There's a reason more experienced devs push back against a lot of "enterprise"
patterns being introduced early on. More often than not, they don't provide
value, make things harder to follow, and add unneeded complexity making it
harder to change later.

------
nlawalker
A few scattered thoughts on this, as someone who has recently made great
personal strides out of the overengineering/overcomplicating zone:

\- Developers who work on business applications spend a lot of time reading
about and understanding (and getting inspired by) the reusable libraries and
frameworks they use, and very little time reading about and understanding
other business applications. This is unfortunate, because the way that
developer libraries and frameworks are specified, designed and abstracted is
completely inappropriate for business applications. I think this is where the
overuse of generics and constant drive for ever more perfect abstractions come
from.

\- Metrics around unit tests also drive a lot of over-abstraction, as well as
the "shallow wrappers" pattern he mentions. Every implementation needs an
IImplementation so it's "unit testable", and because "what if we want to
change implementations?"

\- I think there's an underlying fear that code that's "too easy" or not
complex enough can't possibly be production quality, and that it's not
deserving of the time of a team of professional developers unless it's
complicated enough to need a full suite of unit tests, a dependency injection
framework, and a bunch of helper libraries.

\- Point #9 says that "people go all the way around to even slightly fit into
what's existing", but I think a lot of the drive for that comes from managers
and metrics that reward "reuse" and leveraging the work of others, as well as
the development of reusable components (nothing says "influence" like "my team
built this library that management now demands the usage of.)

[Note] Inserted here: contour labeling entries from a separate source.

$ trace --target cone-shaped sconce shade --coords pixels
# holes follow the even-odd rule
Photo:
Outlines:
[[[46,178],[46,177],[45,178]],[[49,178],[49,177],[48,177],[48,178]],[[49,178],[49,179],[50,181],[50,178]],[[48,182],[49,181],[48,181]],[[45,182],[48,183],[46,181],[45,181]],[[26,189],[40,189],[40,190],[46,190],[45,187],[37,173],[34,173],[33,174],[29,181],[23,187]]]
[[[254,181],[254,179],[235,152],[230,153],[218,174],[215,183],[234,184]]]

\- Finally, I think the mindset that object-oriented programming and domain-
driven design puts people into, as well as a lot of cultural baggage in the
industry around big-design-up-front, should take a big portion of the blame
for a lot of overengineering of the type that the author discusses. We gotta
think about all the possibilities up front and then abstract these concepts
out of the domain into classes, and those classes need to be reusable and
testable... and once everything is grouped together it's incredibly painful to
refactor or move things around.

My personal revelation has been to start thinking a bit more functionally,
tending towards building things from the bottom up in small pieces and
assembling them without worrying about grouping them together into classes
that match the domain, and not being afraid to throw a few things away that
turned out not to be useful.

------
sidcool
This is a good article. Thanks for posting. We have been guilty of this a
number of times.